Fig. 1: Trimer quantum spin liquid (TQSL) on a honeycomb lattice of Rydberg atoms.

a In the regime where three nearest-neighbor Rydberg atoms are within the blockade radius (k = 3 shell, shown in orange), the blockade-obeying configurations map exactly to the trimer coverings of the triangular lattice with vertices at the centers of the hexagons³¹. The number of trimer coverings on the triangular lattice grows exponentially with the system size³⁷. b The TQSL is an equal superposition of exponentially many trimer coverings (one covering shown with filled triangles), and is characterized by a U(1) × U(1) local symmetry due to the tripartite nature of triangular lattice with respect to trimers³⁹. For the tripartition and the trimer configuration shown, we assign two sets of electric fields directed from A to B and from B to C sublattices (arrows).

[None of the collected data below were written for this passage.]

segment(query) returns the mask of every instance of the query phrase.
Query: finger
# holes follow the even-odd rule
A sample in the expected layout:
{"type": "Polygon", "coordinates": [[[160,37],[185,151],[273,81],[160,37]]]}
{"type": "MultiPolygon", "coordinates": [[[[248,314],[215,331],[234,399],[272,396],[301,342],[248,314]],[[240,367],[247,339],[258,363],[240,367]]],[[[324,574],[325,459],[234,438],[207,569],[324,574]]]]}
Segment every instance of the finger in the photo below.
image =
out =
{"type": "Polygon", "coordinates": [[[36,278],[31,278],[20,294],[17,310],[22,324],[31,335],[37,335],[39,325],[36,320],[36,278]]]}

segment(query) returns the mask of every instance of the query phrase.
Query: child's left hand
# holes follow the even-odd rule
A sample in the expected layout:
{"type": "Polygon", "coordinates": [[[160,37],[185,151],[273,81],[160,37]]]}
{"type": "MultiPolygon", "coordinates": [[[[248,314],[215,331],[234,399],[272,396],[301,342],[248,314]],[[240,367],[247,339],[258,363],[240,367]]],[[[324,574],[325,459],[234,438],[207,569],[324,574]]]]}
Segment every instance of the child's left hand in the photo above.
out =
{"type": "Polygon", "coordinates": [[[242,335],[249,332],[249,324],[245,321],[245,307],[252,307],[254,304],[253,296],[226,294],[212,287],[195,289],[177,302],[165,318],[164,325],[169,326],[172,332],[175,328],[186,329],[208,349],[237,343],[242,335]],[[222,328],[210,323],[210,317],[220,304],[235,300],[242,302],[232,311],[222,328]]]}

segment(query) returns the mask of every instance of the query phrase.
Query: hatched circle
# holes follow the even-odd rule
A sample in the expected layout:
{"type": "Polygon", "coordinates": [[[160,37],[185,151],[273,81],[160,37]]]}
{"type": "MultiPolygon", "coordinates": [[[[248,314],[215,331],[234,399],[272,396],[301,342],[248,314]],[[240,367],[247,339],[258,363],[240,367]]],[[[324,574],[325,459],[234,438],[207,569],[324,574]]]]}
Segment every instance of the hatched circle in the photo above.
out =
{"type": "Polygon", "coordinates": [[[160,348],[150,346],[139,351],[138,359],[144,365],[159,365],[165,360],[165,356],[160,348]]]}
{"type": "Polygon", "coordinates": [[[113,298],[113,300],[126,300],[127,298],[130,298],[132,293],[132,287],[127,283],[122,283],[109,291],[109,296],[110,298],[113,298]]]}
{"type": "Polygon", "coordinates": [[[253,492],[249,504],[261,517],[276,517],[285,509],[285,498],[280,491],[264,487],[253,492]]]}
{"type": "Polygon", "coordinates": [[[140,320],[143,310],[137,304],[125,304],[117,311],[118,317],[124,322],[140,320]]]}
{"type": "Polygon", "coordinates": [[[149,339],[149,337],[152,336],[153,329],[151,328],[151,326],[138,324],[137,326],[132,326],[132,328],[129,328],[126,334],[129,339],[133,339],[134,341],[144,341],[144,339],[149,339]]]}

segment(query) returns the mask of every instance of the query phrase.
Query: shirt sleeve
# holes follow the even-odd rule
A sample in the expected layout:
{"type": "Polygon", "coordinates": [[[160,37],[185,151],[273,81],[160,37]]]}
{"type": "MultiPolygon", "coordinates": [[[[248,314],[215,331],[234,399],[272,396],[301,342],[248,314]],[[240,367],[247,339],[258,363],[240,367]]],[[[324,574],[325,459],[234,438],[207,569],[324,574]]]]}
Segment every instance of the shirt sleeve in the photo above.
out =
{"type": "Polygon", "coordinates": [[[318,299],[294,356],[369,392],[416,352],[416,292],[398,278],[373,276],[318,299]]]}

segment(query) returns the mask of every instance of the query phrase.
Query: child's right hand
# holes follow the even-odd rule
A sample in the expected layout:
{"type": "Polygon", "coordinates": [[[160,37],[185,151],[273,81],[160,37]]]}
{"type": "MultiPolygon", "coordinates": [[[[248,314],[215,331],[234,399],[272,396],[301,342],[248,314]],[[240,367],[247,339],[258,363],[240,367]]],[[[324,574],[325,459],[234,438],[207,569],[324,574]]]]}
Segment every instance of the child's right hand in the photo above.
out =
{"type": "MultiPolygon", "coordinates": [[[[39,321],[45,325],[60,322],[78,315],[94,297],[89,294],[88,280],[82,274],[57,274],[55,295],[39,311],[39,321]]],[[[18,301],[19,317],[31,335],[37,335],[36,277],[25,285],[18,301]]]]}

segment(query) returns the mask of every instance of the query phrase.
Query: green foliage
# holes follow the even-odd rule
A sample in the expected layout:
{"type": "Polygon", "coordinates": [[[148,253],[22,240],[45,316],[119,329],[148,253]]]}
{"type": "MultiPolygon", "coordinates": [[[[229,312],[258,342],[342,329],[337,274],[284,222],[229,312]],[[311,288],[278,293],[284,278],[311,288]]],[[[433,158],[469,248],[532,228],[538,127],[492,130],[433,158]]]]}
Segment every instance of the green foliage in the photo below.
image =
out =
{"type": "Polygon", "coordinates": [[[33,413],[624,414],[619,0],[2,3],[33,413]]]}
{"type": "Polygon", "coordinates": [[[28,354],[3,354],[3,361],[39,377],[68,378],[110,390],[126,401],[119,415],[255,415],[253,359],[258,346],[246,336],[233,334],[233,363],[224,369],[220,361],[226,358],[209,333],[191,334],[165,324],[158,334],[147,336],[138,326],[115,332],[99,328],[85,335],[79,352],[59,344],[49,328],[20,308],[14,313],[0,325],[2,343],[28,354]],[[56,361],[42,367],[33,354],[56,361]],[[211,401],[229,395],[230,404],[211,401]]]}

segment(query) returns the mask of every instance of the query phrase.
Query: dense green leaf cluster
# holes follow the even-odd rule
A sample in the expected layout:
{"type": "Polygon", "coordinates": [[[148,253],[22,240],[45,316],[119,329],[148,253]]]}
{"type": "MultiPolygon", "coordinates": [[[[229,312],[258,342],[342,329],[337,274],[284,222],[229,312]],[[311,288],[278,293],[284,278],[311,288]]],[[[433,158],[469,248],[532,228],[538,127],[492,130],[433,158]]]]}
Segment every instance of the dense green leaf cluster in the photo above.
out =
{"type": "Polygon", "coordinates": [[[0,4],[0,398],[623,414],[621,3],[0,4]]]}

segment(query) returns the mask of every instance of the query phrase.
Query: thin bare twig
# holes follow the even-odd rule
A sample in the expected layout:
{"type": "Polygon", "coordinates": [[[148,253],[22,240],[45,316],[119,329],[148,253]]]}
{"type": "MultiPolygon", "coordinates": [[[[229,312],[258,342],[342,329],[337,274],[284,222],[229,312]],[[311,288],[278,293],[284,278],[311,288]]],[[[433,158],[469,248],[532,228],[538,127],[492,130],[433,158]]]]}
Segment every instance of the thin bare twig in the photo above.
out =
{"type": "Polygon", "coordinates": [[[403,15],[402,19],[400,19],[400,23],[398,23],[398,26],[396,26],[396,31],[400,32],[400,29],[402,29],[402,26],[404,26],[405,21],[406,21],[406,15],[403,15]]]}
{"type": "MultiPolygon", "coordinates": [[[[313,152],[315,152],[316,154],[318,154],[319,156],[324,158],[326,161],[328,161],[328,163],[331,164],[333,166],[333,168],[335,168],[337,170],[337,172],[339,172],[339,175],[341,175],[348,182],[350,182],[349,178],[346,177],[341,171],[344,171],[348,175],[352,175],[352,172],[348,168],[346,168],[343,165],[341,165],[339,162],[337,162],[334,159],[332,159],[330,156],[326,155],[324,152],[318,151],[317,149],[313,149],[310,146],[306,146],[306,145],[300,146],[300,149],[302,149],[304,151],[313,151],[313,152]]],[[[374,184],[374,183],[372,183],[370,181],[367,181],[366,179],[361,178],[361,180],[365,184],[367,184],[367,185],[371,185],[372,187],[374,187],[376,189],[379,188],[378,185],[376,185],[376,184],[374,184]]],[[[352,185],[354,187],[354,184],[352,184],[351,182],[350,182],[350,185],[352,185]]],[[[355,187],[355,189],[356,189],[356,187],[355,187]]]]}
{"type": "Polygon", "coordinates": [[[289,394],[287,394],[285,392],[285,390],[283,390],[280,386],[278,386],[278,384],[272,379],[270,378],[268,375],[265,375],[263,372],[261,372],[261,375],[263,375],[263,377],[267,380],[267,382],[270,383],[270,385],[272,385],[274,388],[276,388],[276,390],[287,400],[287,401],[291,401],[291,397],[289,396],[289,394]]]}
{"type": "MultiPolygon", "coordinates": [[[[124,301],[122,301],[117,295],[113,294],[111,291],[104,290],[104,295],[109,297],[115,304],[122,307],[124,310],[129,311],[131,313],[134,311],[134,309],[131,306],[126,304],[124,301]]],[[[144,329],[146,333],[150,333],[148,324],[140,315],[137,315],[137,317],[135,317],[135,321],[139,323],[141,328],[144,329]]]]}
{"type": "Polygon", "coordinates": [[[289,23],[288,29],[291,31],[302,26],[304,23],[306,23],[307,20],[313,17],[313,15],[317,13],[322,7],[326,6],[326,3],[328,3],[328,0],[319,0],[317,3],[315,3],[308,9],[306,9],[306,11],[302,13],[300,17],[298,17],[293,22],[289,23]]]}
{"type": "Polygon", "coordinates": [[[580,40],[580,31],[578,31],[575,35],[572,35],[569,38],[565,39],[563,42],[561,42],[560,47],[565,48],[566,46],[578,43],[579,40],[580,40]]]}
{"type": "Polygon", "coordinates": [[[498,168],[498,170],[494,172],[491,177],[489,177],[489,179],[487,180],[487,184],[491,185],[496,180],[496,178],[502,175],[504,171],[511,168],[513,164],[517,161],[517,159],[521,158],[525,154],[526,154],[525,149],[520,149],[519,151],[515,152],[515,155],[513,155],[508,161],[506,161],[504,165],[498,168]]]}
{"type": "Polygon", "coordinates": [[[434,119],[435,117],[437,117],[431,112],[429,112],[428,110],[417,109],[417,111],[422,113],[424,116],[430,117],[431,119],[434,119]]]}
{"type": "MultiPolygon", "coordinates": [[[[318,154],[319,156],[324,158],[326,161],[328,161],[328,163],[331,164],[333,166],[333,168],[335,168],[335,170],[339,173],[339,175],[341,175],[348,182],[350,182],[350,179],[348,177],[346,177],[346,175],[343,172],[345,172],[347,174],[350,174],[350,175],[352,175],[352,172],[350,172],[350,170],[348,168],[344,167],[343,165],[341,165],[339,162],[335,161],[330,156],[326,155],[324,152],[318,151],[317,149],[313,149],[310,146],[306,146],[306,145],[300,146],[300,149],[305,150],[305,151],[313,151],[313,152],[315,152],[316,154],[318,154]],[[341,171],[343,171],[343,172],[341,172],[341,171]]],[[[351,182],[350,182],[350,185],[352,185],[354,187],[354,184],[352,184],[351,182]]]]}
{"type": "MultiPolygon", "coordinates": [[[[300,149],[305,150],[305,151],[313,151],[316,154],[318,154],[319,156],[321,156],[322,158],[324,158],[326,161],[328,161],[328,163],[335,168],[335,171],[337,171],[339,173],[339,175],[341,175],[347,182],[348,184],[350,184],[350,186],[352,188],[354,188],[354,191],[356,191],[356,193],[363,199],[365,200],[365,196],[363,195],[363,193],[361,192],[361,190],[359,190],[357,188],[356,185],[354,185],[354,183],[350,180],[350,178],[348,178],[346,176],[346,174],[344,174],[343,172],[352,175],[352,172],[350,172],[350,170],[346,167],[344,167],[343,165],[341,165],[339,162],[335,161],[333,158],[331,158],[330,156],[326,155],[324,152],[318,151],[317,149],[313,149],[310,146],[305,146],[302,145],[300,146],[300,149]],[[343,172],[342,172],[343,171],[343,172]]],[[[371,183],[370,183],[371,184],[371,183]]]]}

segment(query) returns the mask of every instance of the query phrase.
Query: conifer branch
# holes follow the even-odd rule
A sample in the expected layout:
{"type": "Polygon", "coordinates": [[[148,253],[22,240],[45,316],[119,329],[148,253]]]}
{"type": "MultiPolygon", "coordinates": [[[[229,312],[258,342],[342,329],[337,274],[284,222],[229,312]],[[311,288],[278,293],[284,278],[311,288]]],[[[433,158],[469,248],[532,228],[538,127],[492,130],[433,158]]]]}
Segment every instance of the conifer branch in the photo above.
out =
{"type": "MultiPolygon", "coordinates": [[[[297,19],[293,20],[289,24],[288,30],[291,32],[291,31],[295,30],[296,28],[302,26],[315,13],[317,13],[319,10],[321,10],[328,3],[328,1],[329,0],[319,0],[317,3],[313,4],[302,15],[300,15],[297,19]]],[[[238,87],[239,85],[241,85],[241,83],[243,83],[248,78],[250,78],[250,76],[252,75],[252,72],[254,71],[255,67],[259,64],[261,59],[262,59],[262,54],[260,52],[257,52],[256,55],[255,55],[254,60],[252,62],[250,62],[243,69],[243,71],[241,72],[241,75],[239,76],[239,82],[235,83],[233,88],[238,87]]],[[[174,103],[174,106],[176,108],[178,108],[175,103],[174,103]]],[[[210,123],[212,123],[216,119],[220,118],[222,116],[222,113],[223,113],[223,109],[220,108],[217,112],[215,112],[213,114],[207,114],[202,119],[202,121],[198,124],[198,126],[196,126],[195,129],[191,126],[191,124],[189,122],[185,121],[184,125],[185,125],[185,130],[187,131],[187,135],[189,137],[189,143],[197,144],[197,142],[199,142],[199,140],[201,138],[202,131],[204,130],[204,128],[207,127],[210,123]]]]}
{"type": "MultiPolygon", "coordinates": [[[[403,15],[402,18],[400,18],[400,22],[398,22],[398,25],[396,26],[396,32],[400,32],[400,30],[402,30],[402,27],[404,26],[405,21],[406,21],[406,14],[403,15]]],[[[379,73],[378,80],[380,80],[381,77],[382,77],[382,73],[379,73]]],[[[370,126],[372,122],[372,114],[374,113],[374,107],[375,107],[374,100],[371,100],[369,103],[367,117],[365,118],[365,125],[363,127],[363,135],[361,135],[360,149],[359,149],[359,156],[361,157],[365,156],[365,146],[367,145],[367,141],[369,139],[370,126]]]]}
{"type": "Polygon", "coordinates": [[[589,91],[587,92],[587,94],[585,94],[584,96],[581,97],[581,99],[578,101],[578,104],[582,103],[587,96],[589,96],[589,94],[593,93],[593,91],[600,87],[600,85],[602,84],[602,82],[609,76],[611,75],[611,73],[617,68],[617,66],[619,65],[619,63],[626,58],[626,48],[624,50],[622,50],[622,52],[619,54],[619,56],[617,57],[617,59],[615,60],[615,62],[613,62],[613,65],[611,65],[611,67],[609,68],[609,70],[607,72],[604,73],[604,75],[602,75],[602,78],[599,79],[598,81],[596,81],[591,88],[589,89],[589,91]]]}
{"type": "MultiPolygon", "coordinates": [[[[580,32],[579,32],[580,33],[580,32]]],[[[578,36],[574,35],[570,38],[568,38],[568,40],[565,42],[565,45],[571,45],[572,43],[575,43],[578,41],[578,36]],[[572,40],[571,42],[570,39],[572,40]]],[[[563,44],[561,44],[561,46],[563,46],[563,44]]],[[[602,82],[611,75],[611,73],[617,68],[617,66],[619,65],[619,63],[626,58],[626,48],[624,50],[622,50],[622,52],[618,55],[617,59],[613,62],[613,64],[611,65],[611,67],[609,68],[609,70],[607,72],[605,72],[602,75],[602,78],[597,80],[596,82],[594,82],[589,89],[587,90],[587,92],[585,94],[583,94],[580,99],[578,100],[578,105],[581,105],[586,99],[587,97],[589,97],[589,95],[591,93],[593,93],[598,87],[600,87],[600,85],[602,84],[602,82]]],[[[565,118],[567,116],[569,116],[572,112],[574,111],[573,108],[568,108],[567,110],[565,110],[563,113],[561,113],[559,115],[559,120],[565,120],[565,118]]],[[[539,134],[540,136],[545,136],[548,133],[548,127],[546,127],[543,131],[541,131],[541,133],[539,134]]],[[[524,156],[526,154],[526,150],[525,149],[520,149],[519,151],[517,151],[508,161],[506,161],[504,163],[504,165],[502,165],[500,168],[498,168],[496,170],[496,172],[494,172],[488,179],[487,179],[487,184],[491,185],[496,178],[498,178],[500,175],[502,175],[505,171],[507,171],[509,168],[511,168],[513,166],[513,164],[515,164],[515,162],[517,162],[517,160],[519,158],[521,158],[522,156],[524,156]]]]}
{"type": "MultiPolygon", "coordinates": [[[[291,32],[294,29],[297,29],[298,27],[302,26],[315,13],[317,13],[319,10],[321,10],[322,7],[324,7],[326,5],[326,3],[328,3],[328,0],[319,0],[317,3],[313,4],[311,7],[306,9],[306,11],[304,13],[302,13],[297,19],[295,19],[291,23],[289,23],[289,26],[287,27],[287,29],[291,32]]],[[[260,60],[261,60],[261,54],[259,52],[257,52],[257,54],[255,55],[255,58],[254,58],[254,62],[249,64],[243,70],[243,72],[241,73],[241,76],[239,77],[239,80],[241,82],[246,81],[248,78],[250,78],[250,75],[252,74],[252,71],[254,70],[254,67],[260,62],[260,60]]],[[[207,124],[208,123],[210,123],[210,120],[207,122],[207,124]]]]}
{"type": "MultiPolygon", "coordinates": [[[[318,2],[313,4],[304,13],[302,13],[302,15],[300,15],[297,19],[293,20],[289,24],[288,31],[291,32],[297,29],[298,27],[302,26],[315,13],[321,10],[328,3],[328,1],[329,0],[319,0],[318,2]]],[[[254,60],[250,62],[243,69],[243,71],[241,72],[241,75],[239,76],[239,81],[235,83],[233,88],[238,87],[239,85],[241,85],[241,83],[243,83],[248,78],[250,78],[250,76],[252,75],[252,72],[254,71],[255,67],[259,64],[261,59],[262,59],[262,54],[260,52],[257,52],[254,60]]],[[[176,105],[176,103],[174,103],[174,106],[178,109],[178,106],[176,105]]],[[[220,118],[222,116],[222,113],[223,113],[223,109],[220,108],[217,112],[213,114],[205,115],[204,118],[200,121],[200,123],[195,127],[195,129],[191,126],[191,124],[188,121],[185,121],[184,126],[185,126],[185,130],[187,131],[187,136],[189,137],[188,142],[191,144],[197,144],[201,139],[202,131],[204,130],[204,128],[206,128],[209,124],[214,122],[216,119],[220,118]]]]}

The two U(1) degrees of freedom can be related to two conservation laws, as the independent fluxes are equal to the charges N_A − N_B and N_B − N_C enclosed by a closed loop. c Quantum phase diagram of Rydberg atoms on a 32 × 4 honeycomb lattice retaining three strongest interactions, as obtained by density matrix renormalization group (DMRG)⁴⁶. The boundaries of the three ordered phases (Néel, columnar, and brick) are mapped out by entanglement entropy, energy susceptibility, and fidelity susceptibility peaks (full lines). In addition, a region with a large entanglement entropy is distinguished by fidelity and energy susceptibility (dashed lines) measurements in the regime where third-nearest neighbors are blockaded. The properties of this unordered phase agree with the expected properties of the TQSL state on a finite cylinder.